Repository for our Interspeech2020 general-purpose voice activity detection (GPVAD) paper
https://arxiv.org/abs/2003.12222
GNU General Public License v3.0
142 stars 29 forks source link

Improving Performance on Shorter Audio Clips #5

Open shawnbzhang opened 4 years ago

shawnbzhang commented 4 years ago

Using your GPVAD/VADC, I wish to process smaller chunks (i.e. ~200ms chunks) of audio files. However, when the duration is this low, the performance of the VAD is poor. What can I do to better the performance? I assume this must be done in the training side. Would you recommend downloading the datasets and splicing them into these smaller chunks, retraining from scratch?

Curious to hear your thoughts.

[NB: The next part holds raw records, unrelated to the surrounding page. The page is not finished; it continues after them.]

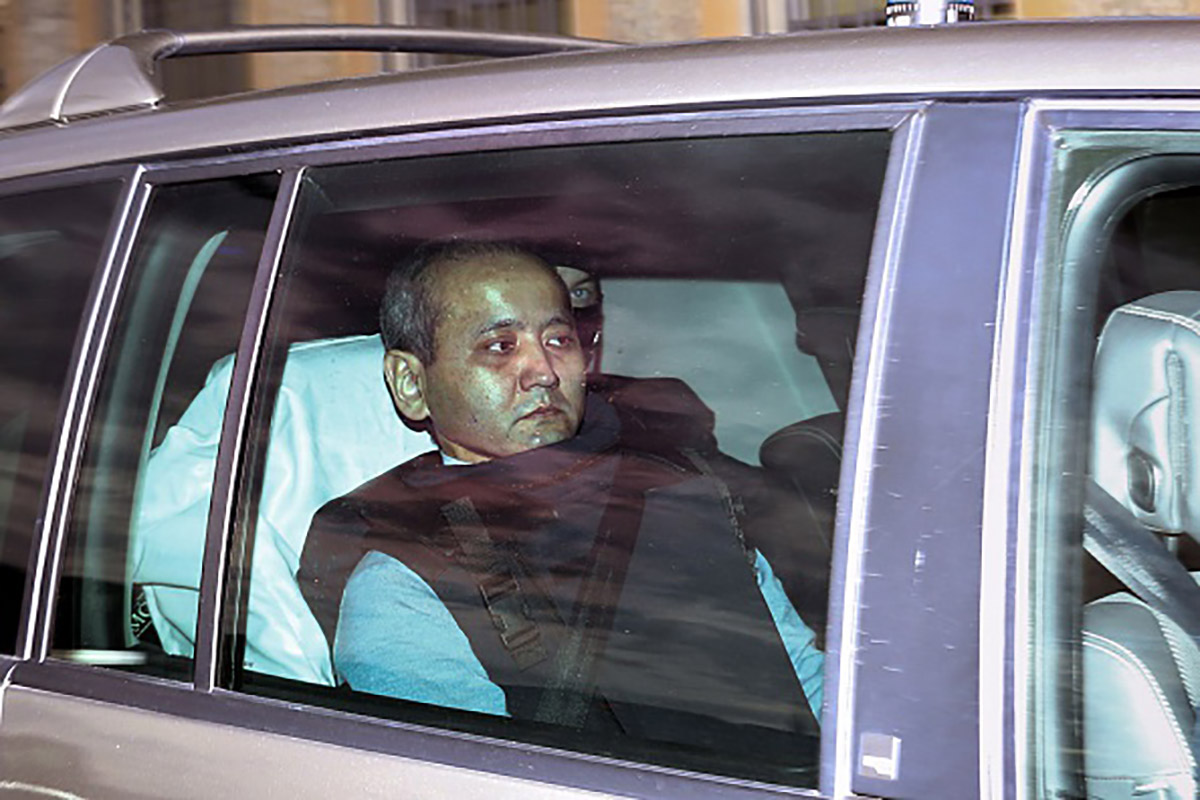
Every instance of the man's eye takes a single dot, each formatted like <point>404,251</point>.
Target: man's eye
<point>498,346</point>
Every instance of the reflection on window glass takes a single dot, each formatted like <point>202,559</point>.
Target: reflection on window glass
<point>568,475</point>
<point>49,246</point>
<point>135,543</point>
<point>1122,545</point>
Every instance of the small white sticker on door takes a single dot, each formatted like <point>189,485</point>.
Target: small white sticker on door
<point>879,756</point>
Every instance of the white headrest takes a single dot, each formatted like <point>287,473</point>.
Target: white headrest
<point>1145,401</point>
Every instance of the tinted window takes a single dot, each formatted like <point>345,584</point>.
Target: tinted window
<point>653,582</point>
<point>49,246</point>
<point>136,535</point>
<point>1115,561</point>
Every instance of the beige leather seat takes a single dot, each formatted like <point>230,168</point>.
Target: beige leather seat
<point>1141,669</point>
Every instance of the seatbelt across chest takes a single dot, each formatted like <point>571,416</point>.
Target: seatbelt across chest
<point>1135,557</point>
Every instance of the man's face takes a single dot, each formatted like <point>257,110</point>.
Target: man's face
<point>508,371</point>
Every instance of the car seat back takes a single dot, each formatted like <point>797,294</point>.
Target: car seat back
<point>1141,671</point>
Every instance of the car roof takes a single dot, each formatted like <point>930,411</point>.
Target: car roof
<point>855,65</point>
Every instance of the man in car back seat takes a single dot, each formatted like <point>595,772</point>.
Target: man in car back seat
<point>565,557</point>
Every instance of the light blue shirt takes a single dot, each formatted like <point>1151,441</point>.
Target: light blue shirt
<point>395,637</point>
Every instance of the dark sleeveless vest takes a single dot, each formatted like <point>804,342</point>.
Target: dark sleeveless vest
<point>601,587</point>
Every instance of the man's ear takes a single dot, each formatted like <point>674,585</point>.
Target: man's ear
<point>405,374</point>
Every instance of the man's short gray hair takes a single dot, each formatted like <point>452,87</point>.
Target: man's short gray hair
<point>409,312</point>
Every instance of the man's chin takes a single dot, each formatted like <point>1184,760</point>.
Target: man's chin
<point>550,431</point>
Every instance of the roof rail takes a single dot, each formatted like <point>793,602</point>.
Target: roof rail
<point>123,73</point>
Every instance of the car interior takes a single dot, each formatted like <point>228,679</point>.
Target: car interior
<point>717,268</point>
<point>1140,651</point>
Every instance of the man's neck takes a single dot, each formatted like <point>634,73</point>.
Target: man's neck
<point>450,461</point>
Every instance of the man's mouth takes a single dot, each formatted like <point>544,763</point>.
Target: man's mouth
<point>543,411</point>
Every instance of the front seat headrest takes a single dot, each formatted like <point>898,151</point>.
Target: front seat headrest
<point>1145,410</point>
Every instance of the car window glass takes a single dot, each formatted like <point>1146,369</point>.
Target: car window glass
<point>136,534</point>
<point>1115,552</point>
<point>652,583</point>
<point>49,245</point>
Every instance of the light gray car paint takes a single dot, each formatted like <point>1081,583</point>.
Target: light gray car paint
<point>971,60</point>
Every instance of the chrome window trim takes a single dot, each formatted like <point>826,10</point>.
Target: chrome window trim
<point>42,579</point>
<point>378,734</point>
<point>1102,199</point>
<point>216,602</point>
<point>859,441</point>
<point>390,738</point>
<point>502,136</point>
<point>1003,600</point>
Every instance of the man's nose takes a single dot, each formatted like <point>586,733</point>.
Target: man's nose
<point>538,370</point>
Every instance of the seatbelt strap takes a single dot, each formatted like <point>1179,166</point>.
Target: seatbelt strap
<point>1135,558</point>
<point>568,697</point>
<point>497,575</point>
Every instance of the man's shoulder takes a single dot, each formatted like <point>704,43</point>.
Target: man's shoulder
<point>381,489</point>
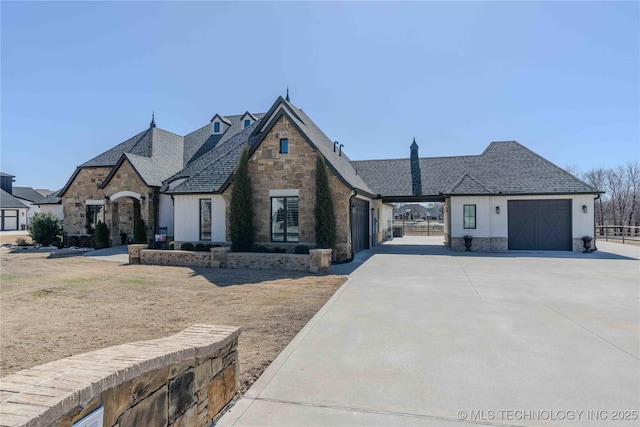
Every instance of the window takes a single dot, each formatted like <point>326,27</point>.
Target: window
<point>205,219</point>
<point>284,219</point>
<point>469,216</point>
<point>95,213</point>
<point>284,146</point>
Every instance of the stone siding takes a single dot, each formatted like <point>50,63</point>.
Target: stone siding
<point>183,380</point>
<point>270,170</point>
<point>84,187</point>
<point>120,213</point>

Thank you!

RicherMans commented 4 years ago

Hey there, well so far the proposed GPV is not "online" meaning that it does not directly output for each frame one probability. Performance is dependent on the utterance length, due to the bidirectional GRU getting more information.

What can I do to better the performance? I assume this must be done in the training side. Would you recommend downloading the datasets and splicing them into these smaller chunks, retraining from scratch?

Well, the point of the entire project is just to show that VAD can be trained on clip-level using weak (here inexact and noisy) supervision. If you have labels for every,e.g., 200ms, well just train a standard VAD model. However, in reality, I doubt that you have this type of supervision available, its too costly.

However, when the duration is this low, the performance of the VAD is poor.

Well, how about during testing you just splice some short utterances together?